Here is a quick description of the current status:
- Because of https://phabricator.wikimedia.org/T296021 we manually fixed the borders and we decided to re-import everything to fix potential inconsistencies for all planet
- We disabled OSM sync and kartotherian to free up some resources
- We triggered the osm-initial-import
- It failed (still need to file the ticket with the findings) with some PG errors
Related logs from postgres master on maps1009:
2022-01-13 18:34:52 GMT [28131]: [3-1] user=kartotherian,db=gis,app=[unknown],client=127.0.0.1 WARNING: terminating connection because of crash of another server process 2022-01-13 18:34:52 GMT [28131]: [4-1] user=kartotherian,db=gis,app=[unknown],client=127.0.0.1 DETAIL: The postmaster has commanded this server process to roll back the current transaction and exit, because another server process exited abnormally and possibly corrupted shared memory. 2022-01-13 18:34:52 GMT [28131]: [5-1] user=kartotherian,db=gis,app=[unknown],client=127.0.0.1 HINT: In a moment you should be able to reconnect to the database and repeat your command. 2022-01-13 18:34:52 GMT [28155]: [3-1] user=kartotherian,db=gis,app=[unknown],client=127.0.0.1 WARNING: terminating connection because of crash of another server process 2022-01-13 18:34:52 GMT [28155]: [4-1] user=kartotherian,db=gis,app=[unknown],client=127.0.0.1 DETAIL: The postmaster has commanded this server process to roll back the current transaction and exit, because another server process exited abnormally and possibly corrupted shared memory. 2022-01-13 18:34:52 GMT [28155]: [5-1] user=kartotherian,db=gis,app=[unknown],client=127.0.0.1 HINT: In a moment you should be able to reconnect to the database and repeat your command. 2022-01-13 18:34:52 GMT [28314]: [3-1] user=kartotherian,db=gis,app=[unknown],client=127.0.0.1 WARNING: terminating connection because of crash of another server process 2022-01-13 18:34:52 GMT [28314]: [4-1] user=kartotherian,db=gis,app=[unknown],client=127.0.0.1 DETAIL: The postmaster has commanded this server process to roll back the current transaction and exit, because another server process exited abnormally and possibly
Imposm failure:
Jan 13 18:34:53 [2022-01-13T18:34:53Z] 20:34:49 pq: the database system is in recovery mode Jan 13 18:34:54 imposm3 failed to complete initial import
Also some failures from kartotherian (geoshapes hitting PG):
error: remaining connection slots are reserved for non-replication superuser connections
at Connection.parseE (/srv/deployment/kartotherian/deploy-cache/revs/65895c017dbd85ceddbb950b89a25a159b551212/node_modules/pg/lib/connection.js:539:11)

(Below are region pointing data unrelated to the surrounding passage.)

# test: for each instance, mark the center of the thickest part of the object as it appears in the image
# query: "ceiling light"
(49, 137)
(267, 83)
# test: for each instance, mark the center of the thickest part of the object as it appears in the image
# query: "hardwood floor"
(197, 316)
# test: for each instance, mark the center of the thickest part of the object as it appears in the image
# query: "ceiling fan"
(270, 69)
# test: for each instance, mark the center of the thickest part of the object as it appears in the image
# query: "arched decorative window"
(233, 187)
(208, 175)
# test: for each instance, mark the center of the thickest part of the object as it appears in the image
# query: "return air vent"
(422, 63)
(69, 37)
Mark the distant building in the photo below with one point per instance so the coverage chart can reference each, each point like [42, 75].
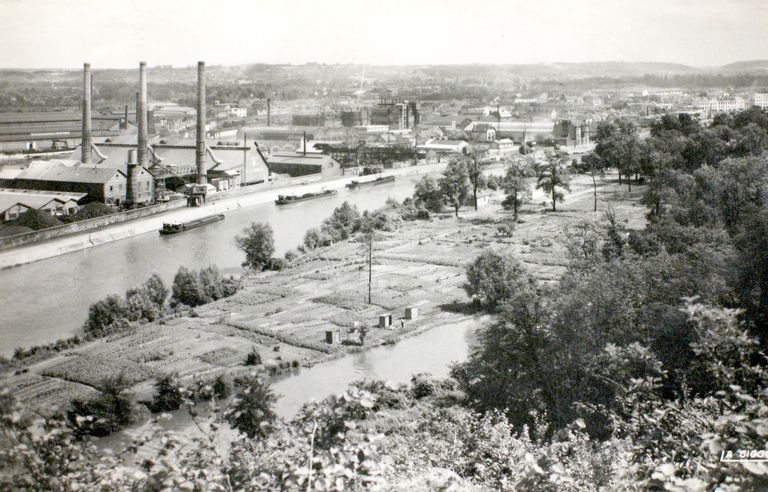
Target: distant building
[300, 164]
[444, 147]
[396, 115]
[721, 105]
[760, 100]
[517, 130]
[228, 165]
[308, 119]
[351, 119]
[13, 202]
[482, 132]
[55, 129]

at Connection.parseMessage (/srv/deployment/kartotherian/deploy-cache/revs/65895c017dbd85ceddbb950b89a25a159b551212/node_modules/pg/lib/connection.js:366:17)
at Socket.<anonymous> (/srv/deployment/kartotherian/deploy-cache/revs/65895c017dbd85ceddbb950b89a25a159b551212/node_modules/pg/lib/connection.js:105:22)
at Socket.emit (events.js:198:13)
at Socket.EventEmitter.emit (domain.js:448:20)
at addChunk (_stream_readable.js:288:12)
at readableAddChunk (_stream_readable.js:269:11)
at Socket.Readable.push (_stream_readable.js:224:10)
at TCP.onStreamRead [as onread] (internal/stream_base_commons.js:94:17)From grafana related to pg connections:
https://grafana.wikimedia.org/goto/J77_mTJ7k
Things to investigate:
- How can we deal with the failing OSM import which is the main issue and needs to happen soon?
- How can we avoid PG connection starvation on OSM masters?
- Is this issue somehow related with PG replication?